The key design choice: the verifier sees only the claim and the evidence — never the agent's reasoning. That's what keeps it grounded.

Usage

CLI

attest stats 41 50                # a pass rate with its Wilson 95% CI (no API key)
attest tools trajectory.json      # tool-use correctness — deterministic, no API key
attest injection trajectory.json  # prompt-injection scan — deterministic, no API key
attest run   trajectory.json      # full report: faithfulness + tool-use + overall
attest demo  trajectory.json      # naive LLM-judge vs attest, side by side
attest models openai              # list a provider's models (live if its key is set)

attest run trajectory.json --provider openai --model gpt-4o-mini   # any provider

Library

from attest import Attest

judge = Attest(key="sk-ant-...")   # or Attest() to read ANTHROPIC_API_KEY from the env
report = judge.evaluate(traj)      # traj: a Trajectory (e.g. from the LangGraph adapter)
print(report.overall_score)
print(report.model_dump_json(indent=2))

judge.tool_use(traj)               # tool-use correctness
judge.injection(traj, deep=True)   # prompt-injection scan
judge.stats(41, 50)                # pass rate + Wilson 95% CI (no API call)

Configure the provider, key, and model once, then evaluate many trajectories.
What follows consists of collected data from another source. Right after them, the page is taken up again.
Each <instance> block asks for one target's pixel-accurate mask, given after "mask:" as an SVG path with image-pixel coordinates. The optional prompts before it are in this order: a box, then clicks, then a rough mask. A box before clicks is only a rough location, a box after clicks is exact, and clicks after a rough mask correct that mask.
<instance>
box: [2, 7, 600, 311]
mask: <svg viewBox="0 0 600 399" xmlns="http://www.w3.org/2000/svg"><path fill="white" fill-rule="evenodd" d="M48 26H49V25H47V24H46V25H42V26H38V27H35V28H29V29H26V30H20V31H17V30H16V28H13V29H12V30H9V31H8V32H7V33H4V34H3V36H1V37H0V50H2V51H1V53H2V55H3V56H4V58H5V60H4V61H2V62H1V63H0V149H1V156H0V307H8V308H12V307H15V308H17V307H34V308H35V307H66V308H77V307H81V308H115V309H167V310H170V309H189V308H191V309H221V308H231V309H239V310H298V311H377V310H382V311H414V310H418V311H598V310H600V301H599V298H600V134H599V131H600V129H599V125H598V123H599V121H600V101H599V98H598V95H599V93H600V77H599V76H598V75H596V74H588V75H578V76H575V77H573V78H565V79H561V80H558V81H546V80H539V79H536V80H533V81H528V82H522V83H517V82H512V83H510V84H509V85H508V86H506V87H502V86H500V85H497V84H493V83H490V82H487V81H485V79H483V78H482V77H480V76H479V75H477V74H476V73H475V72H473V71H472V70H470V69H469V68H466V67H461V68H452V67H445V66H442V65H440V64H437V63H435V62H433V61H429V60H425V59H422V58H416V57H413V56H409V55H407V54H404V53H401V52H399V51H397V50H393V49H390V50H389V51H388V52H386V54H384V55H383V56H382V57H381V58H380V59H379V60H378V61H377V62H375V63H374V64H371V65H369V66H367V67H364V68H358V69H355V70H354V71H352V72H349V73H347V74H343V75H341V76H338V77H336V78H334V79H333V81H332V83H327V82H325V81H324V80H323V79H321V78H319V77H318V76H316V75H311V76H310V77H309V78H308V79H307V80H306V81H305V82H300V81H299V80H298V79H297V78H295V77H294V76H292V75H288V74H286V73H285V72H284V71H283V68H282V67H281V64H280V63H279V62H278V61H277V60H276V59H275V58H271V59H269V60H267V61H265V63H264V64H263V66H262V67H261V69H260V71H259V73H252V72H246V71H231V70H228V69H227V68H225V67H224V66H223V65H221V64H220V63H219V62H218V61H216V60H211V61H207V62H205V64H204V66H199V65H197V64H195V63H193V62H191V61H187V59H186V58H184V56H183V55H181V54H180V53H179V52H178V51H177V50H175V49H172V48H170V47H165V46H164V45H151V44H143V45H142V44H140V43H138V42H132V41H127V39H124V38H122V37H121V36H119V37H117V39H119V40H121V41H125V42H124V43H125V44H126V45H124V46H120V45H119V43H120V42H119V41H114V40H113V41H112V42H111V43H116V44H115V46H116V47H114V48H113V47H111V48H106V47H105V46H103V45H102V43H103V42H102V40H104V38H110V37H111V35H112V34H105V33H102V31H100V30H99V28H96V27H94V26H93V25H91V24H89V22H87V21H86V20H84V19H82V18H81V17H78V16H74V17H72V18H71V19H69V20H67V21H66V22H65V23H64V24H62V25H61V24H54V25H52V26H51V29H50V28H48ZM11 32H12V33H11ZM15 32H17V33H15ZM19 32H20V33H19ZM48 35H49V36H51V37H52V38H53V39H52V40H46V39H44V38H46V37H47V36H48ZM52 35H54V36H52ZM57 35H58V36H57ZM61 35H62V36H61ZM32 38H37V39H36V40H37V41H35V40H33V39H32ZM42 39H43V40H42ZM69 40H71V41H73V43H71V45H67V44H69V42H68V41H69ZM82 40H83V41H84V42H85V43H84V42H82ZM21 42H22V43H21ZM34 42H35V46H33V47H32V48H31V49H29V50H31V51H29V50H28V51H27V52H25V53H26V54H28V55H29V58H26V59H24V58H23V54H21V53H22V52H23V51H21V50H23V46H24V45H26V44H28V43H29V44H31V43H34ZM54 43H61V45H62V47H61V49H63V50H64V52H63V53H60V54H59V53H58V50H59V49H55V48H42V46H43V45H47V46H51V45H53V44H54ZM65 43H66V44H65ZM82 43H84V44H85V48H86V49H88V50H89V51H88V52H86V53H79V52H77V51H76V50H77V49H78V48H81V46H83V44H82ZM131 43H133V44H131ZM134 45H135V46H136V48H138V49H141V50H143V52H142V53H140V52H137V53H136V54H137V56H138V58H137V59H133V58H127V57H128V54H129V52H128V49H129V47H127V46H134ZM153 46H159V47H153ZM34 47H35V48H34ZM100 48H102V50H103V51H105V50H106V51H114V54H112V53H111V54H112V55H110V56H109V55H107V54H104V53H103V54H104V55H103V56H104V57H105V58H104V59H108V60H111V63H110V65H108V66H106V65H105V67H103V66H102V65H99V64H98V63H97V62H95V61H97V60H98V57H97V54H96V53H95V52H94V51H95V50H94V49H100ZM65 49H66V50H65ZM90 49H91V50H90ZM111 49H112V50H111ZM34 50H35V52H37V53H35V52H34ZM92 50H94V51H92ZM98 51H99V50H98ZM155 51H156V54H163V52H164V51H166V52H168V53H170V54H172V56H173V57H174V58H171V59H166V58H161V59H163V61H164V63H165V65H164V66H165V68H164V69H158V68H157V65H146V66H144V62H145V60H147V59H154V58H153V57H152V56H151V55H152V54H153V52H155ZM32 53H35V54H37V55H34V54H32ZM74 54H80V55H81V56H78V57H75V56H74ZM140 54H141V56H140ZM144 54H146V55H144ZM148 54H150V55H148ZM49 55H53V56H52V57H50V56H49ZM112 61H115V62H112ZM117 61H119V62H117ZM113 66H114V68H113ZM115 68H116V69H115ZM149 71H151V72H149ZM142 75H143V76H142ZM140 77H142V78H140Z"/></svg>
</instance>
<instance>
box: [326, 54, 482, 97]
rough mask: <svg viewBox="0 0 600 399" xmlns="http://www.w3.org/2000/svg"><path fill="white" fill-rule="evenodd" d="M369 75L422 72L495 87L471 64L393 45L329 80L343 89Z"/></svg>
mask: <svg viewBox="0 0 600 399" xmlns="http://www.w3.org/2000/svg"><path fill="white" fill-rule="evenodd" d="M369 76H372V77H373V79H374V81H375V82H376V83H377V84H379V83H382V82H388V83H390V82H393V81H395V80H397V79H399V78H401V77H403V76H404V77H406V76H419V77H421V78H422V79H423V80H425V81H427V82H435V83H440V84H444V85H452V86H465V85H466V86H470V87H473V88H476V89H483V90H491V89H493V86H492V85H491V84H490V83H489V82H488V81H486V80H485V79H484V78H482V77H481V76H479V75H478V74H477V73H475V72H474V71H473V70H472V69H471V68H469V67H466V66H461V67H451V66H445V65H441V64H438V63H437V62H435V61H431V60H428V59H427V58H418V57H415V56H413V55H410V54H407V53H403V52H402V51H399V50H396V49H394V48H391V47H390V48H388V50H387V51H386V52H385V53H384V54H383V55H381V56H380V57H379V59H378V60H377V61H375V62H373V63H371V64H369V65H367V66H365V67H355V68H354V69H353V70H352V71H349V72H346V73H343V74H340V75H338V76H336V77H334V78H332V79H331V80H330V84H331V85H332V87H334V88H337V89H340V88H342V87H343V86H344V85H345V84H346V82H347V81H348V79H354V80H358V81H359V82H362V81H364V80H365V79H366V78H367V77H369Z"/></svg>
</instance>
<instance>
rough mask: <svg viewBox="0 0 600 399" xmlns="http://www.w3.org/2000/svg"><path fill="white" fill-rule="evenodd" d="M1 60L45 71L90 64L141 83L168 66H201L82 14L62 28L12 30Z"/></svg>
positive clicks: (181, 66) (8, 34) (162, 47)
Prefer dependency injection? The functional API is still there — from attest import evaluate, check_tool_use.

Providers

attest runs on Anthropic, OpenAI, or Gemini behind one interface (via instructor for reliable structured output):

Attest(provider="openai", model="gpt-4o-mini")    # key from OPENAI_API_KEY
Attest(provider="gemini")                          # key from GEMINI_API_KEY / GOOGLE_API_KEY
Attest.providers()                                 # ['anthropic', 'openai', 'gemini']
Attest.models("openai")                            # live list if OPENAI_API_KEY is set, else curated

The base install ships Anthropic. OpenAI and Gemini are optional extras:

pip install agent-attest             # base (Anthropic), exposes `import attest`
pip install "agent-attest[openai]"   # adds the OpenAI SDK
pip install "agent-attest[gemini]"   # adds the Google GenAI SDK
pip install "agent-attest[all]"      # both

Each provider reads its own key (ANTHROPIC_API_KEY, OPENAI_API_KEY, or GEMINI_API_KEY) — a local .env is picked up automatically. Verification defaults to a small/fast model per provider: cents, not dollars.

Develop

uv run pytest                   # 58 tests, no API key needed (the LLM is mocked/injected)

Running the CLI from source before install: prefix with uv run (e.g. uv run attest stats 41 50).

Layout

src/attest/
├── trajectory.py        # core data model — the thought-vs-tool-output distinction
├── _llm.py              # Anthropic wrapper: call(output=PydanticModel) -> validated
├── cli.py               # attest stats / tools / run / demo
├── checks/              # the evaluation dimensions
│   ├── verify.py          # faithfulness: extract_claims + grounded_verifier
│   ├── tool_use.py        # tool-use correctness (deterministic + optional LLM)
│   ├── injection.py       # prompt-injection: payload scan + authorization check
│   └── judge_baseline.py  # the naive LLM-as-judge attest is built to beat
├── scoring/
│   ├── report.py          # evaluate() -> combined TrajectoryReport + overall_score
│   └── stats.py           # Wilson CI + two-proportion significance
└── adapters/
    └── langgraph.py       # LangChain/LangGraph run -> Trajectory
tests/                   # all offline (the LLM is mocked/injected)
examples/                # sample trajectories (clean, gamed, injection)

Status

Early but working. Faithfulness, tool-use correctness, and a prompt-injection flag (deterministic scan + effect-based authorization check) are built, tested, and validated live against a real LangGraph agent. Next up: an answer-type-aware verifier and self-contradiction. Not yet on PyPI.

Project details


Download files

Download the file for your platform. If you're not sure which to choose, learn more about installing packages.

Source Distribution

agent_attest-0.2.1.tar.gz (127.3 kB view details)

Uploaded Source

Built Distribution

If you're not sure about the file name format, learn more about wheel file names.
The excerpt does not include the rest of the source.